Nous ne pouvons pas indiquer, dans cette étude rapide, les indications et contre-indications des bains de mer. Le principe général est qu'il ne faut pas en donner aux malades à capital restreint, et que, en réalité, ils conviennent surtout aux gens bien portants. Plus le capital est entamé, plus aussi il faudra de prudence dans l'administration du bain, au point de vue de sa fréquence et de sa durée. Tout ce qu'on peut dire, c'est qu'il faut, en général, le prendre très court, cinq minutes en moyenne.

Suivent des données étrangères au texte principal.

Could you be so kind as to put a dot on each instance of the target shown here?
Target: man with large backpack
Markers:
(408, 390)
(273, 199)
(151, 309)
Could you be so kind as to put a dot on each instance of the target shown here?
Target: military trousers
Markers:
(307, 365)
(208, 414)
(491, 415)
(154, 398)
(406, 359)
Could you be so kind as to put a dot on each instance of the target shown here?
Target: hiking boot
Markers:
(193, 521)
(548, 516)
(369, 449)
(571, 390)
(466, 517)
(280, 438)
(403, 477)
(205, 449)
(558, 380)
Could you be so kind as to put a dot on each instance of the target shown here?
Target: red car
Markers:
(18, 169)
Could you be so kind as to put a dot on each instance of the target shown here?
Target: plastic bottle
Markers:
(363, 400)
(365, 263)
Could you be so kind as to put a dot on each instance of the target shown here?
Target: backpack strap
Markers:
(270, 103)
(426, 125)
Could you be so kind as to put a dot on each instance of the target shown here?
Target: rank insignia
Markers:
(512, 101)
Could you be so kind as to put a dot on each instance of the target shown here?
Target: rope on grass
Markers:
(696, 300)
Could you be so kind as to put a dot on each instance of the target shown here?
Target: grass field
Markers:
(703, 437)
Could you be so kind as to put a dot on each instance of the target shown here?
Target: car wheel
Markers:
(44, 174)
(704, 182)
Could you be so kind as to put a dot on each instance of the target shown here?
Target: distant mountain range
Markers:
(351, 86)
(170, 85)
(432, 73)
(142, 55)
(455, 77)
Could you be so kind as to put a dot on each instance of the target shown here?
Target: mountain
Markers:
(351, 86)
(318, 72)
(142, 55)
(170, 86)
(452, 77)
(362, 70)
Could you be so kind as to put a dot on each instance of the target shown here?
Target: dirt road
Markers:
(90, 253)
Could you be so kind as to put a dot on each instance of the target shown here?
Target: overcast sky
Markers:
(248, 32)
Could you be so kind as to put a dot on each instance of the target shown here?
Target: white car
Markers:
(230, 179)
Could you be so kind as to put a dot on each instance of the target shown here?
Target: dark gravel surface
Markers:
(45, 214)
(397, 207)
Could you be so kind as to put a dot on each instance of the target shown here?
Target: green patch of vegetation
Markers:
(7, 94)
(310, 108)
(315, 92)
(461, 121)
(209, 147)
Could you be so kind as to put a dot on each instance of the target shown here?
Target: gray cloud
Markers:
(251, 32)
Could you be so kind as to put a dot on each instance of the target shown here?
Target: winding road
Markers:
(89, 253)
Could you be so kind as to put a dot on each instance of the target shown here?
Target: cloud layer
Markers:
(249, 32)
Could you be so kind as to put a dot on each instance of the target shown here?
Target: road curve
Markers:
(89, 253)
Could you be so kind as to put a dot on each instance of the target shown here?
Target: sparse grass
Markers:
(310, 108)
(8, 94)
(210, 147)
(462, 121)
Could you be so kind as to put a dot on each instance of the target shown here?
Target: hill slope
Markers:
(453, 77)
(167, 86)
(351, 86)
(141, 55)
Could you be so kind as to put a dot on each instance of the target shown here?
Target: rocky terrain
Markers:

Enfin, il faut tenir compte des effets produits par les deux ou trois premiers bains. S'ils amènent de l'insomnie, c'est qu'ils sont trop prolongés, ou trop fréquents, ou tout à fait contre-indiqués. Il ne faut pas croire qu'on puisse s'y habituer, et que, si les premiers font du mal, les suivants feront du bien. D'une façon générale, d'ailleurs, l'organisme ne s'habitue pas à ce qui lui est nuisible; et les médications, quelles qu'elles soient, ne doivent jamais faire de mal, même momentanément. Mais c'est là un point de doctrine dont la démonstration nous entraînerait trop loin, et en dehors de notre plan.

TROISIÈME PARTIE

CHAPITRE I

LA PÉRIODE DE DÉCLIN

Nous avons à dessein placé dans l'étude de l'homme adulte la plus grosse part de nos considérations thérapeutiques, parce que, à vrai dire, c'est l'âge adulte qui est le plus intéressant au point de vue médical comme au point de vue social, et que c'est pendant cette période de la vie que le médecin peut faire le plus de bien au malade.

Au contraire, à partir du moment où l'être humain est arrivé au sommet de sa courbe évolutive, et, par conséquent, où il va décliner, l'importance des agents thérapeutiques se limite de plus en plus, jusqu'à aboutir à zéro quand l'homme arrive à la fin de sa carrière.

Dans les phases de la vie qui nous restent à étudier, la thérapeutique doit viser, avant tout, à éviter les dépenses de capital: mais son rôle pratique n'en reste pas moins très appréciable; et l'on ne sait pas assez combien une bonne direction médicale pourrait prolonger l'existence de l'homme arrivé à la période de déclin, voire même à une étape avancée de cette période.

Théoriquement, la période de déclin peut commencer le jour de la naissance. C'est ce qu'on observe chez les enfants qui n'ont pas la force de vivre, et qui meurent après deux ou trois jours. A l'extrême opposé, on voit des individus qui ne commencent à décliner qu'à un âge très avancé, ou encore dont la vie est brutalement interrompue, à un âge relativement avancé, par un accident, avant que ne soit survenu le commencement de la période de déclin. C'est que ces hommes à prodigieuse santé sont venus au monde avec un excellent capital initial, que leurs parents ont su améliorer pendant la première enfance, et qu'ils ont ensuite amélioré eux-mêmes en s'interdisant toute dépense excessive, ou en ne risquant qu'à bon escient une certaine partie du capital, pour lui faire rapporter davantage.